The Financial Conduct Authority has issued its Annual Report, looking back on the 12 months to March 31 2021.
This period is likely to be remembered forever as the year of Covid-19. In his foreword, chairman Charles Randell says that the FCA “prioritised protecting vulnerable people”. At the regulator’s direction, 4.5 million mortgage and consumer credit customers received payment deferrals in the early stages of the pandemic.
In a year when the FCA’s own research showed that the majority of UK adults now display one or more characteristics of vulnerability, the regulator says it wishes to deliver “a practical shift in firms’ actions and behaviour” and that:
“It seeks to drive improvements in the way firms treat vulnerable consumers throughout the whole consumer journey, from product design to customer service, so that they have outcomes as good as those of other consumers.”
1,293 new enforcement cases were opened in 2020/21 and fines totalling £189.8 million were imposed on authorised firms and individuals. This included the largest fine to date for consumer credit misconduct, when a bank was fined £26 million over its treatment of customers in arrears. As evidence of its tough oversight of firms, the report also states that one in six (16%) of applications for authorisation were either refused or were withdrawn because the applicant firm was unable to meet the FCA’s requirements.
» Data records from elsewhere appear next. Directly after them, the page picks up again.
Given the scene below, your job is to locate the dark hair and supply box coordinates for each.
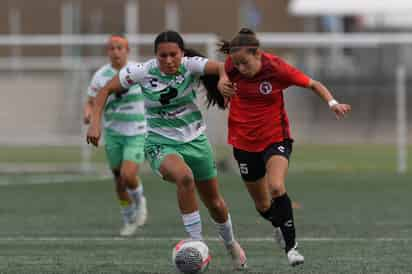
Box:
[154,30,185,53]
[184,49,226,109]
[219,28,260,54]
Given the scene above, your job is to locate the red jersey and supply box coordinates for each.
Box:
[225,53,310,152]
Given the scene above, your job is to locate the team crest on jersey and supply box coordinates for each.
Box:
[126,75,134,85]
[259,81,272,95]
[175,75,185,85]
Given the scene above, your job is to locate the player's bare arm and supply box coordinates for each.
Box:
[86,75,122,147]
[83,96,94,125]
[205,60,235,98]
[308,79,352,119]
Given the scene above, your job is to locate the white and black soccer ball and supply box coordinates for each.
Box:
[172,240,212,274]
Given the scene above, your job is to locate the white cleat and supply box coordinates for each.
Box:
[120,218,139,237]
[136,196,147,226]
[226,241,247,270]
[273,227,286,250]
[287,243,305,266]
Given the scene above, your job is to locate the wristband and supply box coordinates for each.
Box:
[328,99,339,108]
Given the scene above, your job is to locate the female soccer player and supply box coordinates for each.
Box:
[217,29,351,266]
[87,31,246,269]
[83,36,147,236]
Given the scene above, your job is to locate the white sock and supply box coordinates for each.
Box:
[121,204,136,223]
[127,184,143,207]
[214,214,235,246]
[182,210,203,240]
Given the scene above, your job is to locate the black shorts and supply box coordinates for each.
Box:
[233,139,293,182]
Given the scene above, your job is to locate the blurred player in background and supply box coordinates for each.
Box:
[83,35,147,236]
[88,31,246,269]
[217,29,351,266]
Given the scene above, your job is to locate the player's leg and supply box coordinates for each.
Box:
[121,135,147,226]
[145,142,203,240]
[184,135,247,269]
[105,134,136,236]
[264,140,304,266]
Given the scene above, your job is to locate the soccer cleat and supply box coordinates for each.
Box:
[120,217,139,237]
[136,196,147,226]
[273,227,286,250]
[287,243,305,266]
[226,241,247,270]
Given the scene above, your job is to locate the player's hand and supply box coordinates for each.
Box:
[83,112,92,125]
[217,78,236,98]
[330,104,352,120]
[86,123,101,147]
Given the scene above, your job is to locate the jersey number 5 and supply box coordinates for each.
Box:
[159,87,177,105]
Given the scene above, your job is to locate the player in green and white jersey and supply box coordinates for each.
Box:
[88,31,246,269]
[83,36,147,236]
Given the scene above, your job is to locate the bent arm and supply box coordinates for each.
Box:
[308,79,334,103]
[205,60,235,98]
[308,79,352,119]
[83,96,94,125]
[92,75,123,125]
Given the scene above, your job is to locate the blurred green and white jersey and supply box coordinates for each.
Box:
[119,57,208,143]
[87,62,147,136]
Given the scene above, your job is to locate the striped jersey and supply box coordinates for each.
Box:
[119,57,208,143]
[87,62,147,136]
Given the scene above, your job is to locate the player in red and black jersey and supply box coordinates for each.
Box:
[220,29,351,266]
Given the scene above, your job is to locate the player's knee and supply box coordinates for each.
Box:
[121,170,137,185]
[255,200,271,213]
[112,169,120,180]
[206,198,226,213]
[176,173,195,191]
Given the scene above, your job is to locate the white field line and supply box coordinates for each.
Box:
[0,174,111,187]
[0,236,412,242]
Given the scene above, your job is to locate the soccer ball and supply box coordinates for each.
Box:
[172,240,212,274]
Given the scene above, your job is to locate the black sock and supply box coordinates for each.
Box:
[259,193,296,252]
[272,193,296,252]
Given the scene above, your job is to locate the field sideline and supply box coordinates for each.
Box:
[0,171,412,274]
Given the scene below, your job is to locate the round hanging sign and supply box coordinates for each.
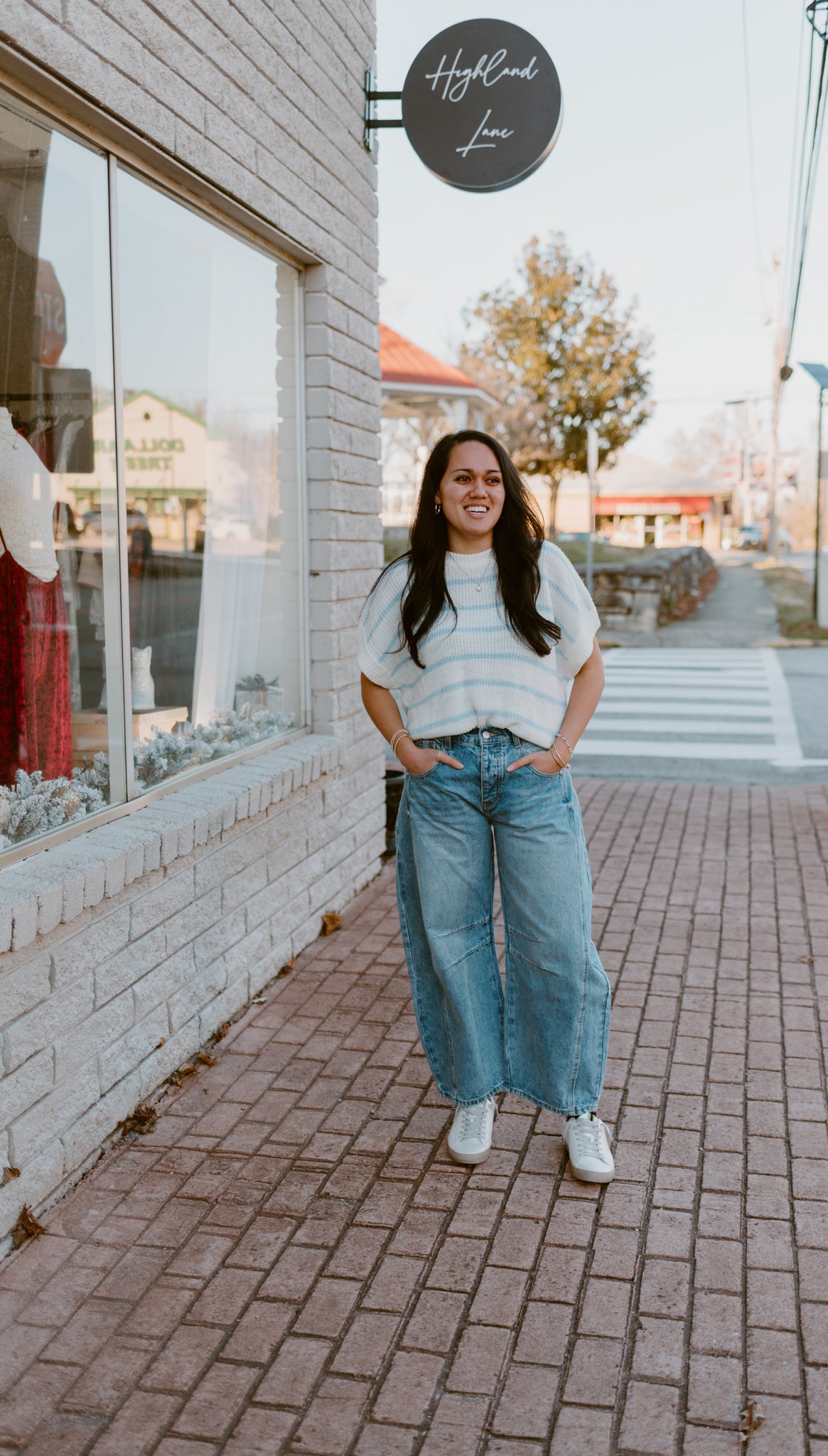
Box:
[402,21,561,192]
Pension transfer advice has been one of the FCA’s biggest concerns for some time. In the report, it notes that the number of clients advised to transfer out of a DB pension fell from 69% to 57% over the course of the year.
2020/21 was also the year of Brexit, in the sense that an exit deal was finally agreed in December. The FCA says it has applied its Temporary Transitional Power widely, giving firms time to adapt to Brexit-related changes to regulatory requirements.
The FCA is seeking to use data to become a more efficient regulator, and to help it intervene faster where it sees evidence of consumer harm. The Report says of its Covid response that “our work during this time shows what we can achieve when we move quickly to address risk of consumer harm.”